Having finished my supper, I lighted a cigar and strolled out upon the rude, tumble-down veranda of the little inn. Seating myself with my feet planted upon the railing and a book upon my lap, I proceeded to enjoy my smoke. Then—my book forgotten—I fell into the revery which the fragrant smoke wreaths of a good cigar and the glorious flame of a dying sun bring to him who is at peace with himself and his surroundings.

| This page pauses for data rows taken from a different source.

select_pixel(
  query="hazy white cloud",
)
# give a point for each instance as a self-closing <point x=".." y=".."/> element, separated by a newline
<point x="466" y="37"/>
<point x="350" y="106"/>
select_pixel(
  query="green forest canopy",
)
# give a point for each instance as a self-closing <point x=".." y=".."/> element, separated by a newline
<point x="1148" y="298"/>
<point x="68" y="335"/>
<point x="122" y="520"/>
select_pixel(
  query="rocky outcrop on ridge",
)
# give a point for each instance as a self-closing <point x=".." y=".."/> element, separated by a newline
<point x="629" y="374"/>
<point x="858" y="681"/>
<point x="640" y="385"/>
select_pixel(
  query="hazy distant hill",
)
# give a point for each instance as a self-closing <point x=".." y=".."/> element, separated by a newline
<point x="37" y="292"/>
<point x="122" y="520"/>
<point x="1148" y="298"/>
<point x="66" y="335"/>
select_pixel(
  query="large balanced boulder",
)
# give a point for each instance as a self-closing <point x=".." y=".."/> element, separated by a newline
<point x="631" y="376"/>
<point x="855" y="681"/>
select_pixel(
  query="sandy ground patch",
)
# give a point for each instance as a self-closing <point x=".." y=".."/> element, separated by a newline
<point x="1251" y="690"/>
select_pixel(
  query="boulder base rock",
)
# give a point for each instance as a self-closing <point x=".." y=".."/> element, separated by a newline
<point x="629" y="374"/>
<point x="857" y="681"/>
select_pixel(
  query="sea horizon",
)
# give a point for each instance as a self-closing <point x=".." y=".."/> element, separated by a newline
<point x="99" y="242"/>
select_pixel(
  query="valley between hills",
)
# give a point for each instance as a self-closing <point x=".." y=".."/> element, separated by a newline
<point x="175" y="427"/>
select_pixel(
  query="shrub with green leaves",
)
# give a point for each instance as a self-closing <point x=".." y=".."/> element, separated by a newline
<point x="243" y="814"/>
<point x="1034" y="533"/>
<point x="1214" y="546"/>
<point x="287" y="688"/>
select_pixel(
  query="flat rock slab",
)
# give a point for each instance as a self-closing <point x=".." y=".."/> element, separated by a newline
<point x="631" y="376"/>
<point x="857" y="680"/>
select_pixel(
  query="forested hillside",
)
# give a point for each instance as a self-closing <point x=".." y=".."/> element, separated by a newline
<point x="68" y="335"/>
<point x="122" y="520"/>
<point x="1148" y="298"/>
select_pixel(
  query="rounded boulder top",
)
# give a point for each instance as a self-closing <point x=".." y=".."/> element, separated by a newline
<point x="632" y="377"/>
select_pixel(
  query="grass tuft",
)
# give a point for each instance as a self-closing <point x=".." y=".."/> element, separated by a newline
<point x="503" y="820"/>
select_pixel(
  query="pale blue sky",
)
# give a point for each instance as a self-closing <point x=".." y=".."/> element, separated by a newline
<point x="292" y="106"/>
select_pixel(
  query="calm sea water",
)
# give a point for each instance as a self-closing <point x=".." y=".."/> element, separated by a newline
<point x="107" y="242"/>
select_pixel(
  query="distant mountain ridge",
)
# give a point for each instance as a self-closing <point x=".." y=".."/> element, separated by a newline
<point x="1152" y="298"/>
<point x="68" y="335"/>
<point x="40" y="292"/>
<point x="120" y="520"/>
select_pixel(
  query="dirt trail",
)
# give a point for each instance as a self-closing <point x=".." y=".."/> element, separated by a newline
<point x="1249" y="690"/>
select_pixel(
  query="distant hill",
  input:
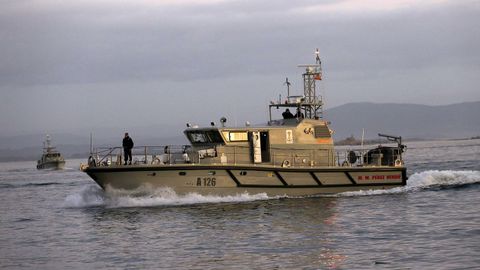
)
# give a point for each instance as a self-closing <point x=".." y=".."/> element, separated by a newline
<point x="407" y="120"/>
<point x="460" y="120"/>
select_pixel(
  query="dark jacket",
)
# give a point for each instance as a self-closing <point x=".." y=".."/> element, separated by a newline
<point x="127" y="143"/>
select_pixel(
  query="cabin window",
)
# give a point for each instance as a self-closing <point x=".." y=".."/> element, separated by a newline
<point x="322" y="132"/>
<point x="238" y="136"/>
<point x="205" y="136"/>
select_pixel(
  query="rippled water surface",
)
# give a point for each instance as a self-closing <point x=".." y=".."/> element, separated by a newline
<point x="61" y="219"/>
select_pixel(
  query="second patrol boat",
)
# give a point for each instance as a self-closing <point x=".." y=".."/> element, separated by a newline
<point x="292" y="156"/>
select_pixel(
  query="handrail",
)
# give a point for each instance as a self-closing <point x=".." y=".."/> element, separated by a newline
<point x="278" y="156"/>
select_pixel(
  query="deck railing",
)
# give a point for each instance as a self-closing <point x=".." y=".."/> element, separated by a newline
<point x="238" y="155"/>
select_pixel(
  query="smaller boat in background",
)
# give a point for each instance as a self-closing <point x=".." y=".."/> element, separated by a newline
<point x="51" y="158"/>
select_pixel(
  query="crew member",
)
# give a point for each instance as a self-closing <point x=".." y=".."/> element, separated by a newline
<point x="127" y="144"/>
<point x="287" y="114"/>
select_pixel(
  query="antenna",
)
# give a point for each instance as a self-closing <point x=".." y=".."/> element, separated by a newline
<point x="91" y="143"/>
<point x="288" y="86"/>
<point x="313" y="72"/>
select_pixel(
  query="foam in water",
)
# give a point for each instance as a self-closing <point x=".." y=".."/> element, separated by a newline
<point x="145" y="196"/>
<point x="426" y="180"/>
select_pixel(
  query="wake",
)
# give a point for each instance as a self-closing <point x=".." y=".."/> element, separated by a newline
<point x="425" y="181"/>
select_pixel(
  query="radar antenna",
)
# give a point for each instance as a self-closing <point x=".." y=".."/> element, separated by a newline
<point x="309" y="105"/>
<point x="313" y="103"/>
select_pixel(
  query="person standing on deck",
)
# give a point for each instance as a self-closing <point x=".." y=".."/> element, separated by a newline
<point x="127" y="144"/>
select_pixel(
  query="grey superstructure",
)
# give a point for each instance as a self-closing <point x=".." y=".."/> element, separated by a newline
<point x="292" y="156"/>
<point x="51" y="158"/>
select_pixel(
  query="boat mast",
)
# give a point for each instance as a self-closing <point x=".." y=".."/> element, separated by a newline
<point x="313" y="104"/>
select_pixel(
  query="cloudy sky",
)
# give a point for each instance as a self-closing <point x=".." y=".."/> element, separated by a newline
<point x="79" y="66"/>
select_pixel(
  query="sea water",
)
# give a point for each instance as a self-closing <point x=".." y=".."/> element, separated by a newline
<point x="63" y="220"/>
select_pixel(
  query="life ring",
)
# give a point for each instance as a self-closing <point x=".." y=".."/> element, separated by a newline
<point x="398" y="163"/>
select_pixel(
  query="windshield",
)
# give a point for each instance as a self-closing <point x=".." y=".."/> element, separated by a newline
<point x="204" y="137"/>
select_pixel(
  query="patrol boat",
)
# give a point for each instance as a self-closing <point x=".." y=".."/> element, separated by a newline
<point x="293" y="156"/>
<point x="51" y="158"/>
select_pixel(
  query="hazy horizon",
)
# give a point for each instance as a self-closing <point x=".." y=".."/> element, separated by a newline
<point x="74" y="67"/>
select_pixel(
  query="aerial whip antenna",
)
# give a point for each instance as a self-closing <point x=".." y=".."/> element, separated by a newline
<point x="288" y="86"/>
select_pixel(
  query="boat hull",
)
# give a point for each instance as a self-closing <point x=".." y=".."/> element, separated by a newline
<point x="51" y="165"/>
<point x="231" y="180"/>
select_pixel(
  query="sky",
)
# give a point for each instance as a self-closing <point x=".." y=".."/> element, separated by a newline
<point x="91" y="66"/>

More beautiful sunsets there may be than those of my native heath, but I have never seen but one that could in any way compare with them, and even there, in a harbor of far-off Guatemala, the conditions, save for the brilliant ocean rim below which the sun sank to sleep, were much the same. The mountains to the eastward of Vallecito recalled the Sierra Madre, of that distant alien land. There were the same fleecy clouds, illumined by the waning fire of the God of Day, reflecting colors that surely would have been the despair of the most ambitious brush, and floating with soft caress over the snow-capped peaks which, like grim and watchful sentinels, walled in the valley where nestled the little town. There was just breeze enough blowing to give a keen zest to the balm-laden air of the mountains—a feature which that ever to be remembered scene in the Bay of Ocos distinctly lacked, for ’twas a miniature hell down there, night or day.

Save for the weird cry of some mysterious night bird, who ever and anon called his mate, and the infrequent whir of a diminutive species of bat, everything was as quiet as a blue Sunday in staid old New England. The “chug” of the pick, the clamorous ring of the shovel and the rattling of the miner’s cradle were conspicuously absent in the valley and the hills and ravines round about. So still was the little mining town, that a giant elk who was sniffing the air in a spirit of curious and careful investigation far up the mountain side, came nearer and yet nearer, tossing his head with its burden of enormous horns in defiance at first, and then standing stock-still as if amazed. When he had finished his tour of investigation, he turned and stalked majestically away down the side of a rocky gorge that would scarcely have afforded safe footing for a cat. He glanced back several times as though he did not quite understand his undisputed kingship, and then, with a farewell belligerent toss of his mighty antlers, plunged into the obscurity of the beautiful manzanita, and scraggly mésquite and chapparal that fringed the steep canyon sides of the awesome Sierras.

As the elk disappeared, a long, sobbing, terrifying wail was wafted from amid the scrub firs and tall bread pines still higher up on a distant mountain side. It was the cougar’s warning to his tawny mate. The elk was not king, nor yet was the hungry panther, for somewhere amid those far-off mountain ravines was the lair of the grizzly, fiercest of his kind.